Fine and dandy, but consider this:

"Two weeks ago, the scientific journal PLoS Medicine published a study 
that sought to define the relationship between economic growth and the 
pervasive problem of undernourished Indian children.  In India, 25-50% 
of the deaths of children between 6 months and 5 years old are due to 
inadequate food intake.  This slow, sustained starvation causes stunted 
growth and puts children at greater risk for infection and disease.

"The primary policy tool to combat chronic childhood undernutrition has 
been economic development, but despite two decades of booming growth, 
the average calorie intake in India has actually declined.  Indeed, the 
authors found that there was no link between economic growth and 
childhood undernutrition; stagnant or thriving, the status of a state’s 
economy had no effect on its number of underweight children." [1]

You posit the problem as one of increasing demand, especially in Mumbai 
and elsewhere across the developing world.  My feeling is that the real 
problem is not one of scarce resources unable to meet demand, the 
problem is inadequate management and distribution of existing resources. 
  We know -- we have known for decades -- that our environment is 
capable of producing more than enough food for every human being alive, 
yet people still starve, even in a country like India that has seen so 
much economic growth.  We already have the technology to feed everybody, 
we have the resources, we don't need to invent, develop, expand or code 
anything.  What we lack is the will to make it happen.
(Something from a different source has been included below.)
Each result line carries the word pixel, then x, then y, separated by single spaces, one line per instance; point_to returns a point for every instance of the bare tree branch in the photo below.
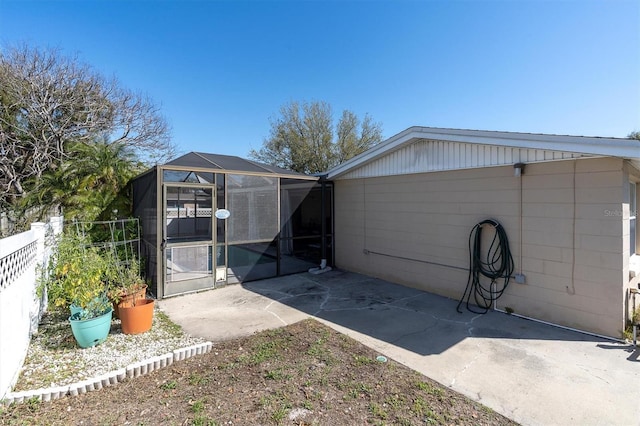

I have to wonder what makes you so sure "They Will Get Energy" when they 
can't even get enough food, despite the existence of abundant supplies.

> We, who have the leisure to sit on our butts and think
> about stuff, should be thinking hard about developing more
> clean and cheap tehchnology options for them.  Otherwise,
> they will copy what is cheap and available and proven -
> fossil fuels and hydro dams.
>
> On a corner of my whiteboard is my goal for the world:
> 10 billion people, 10 kilowatts each, for 1 million years.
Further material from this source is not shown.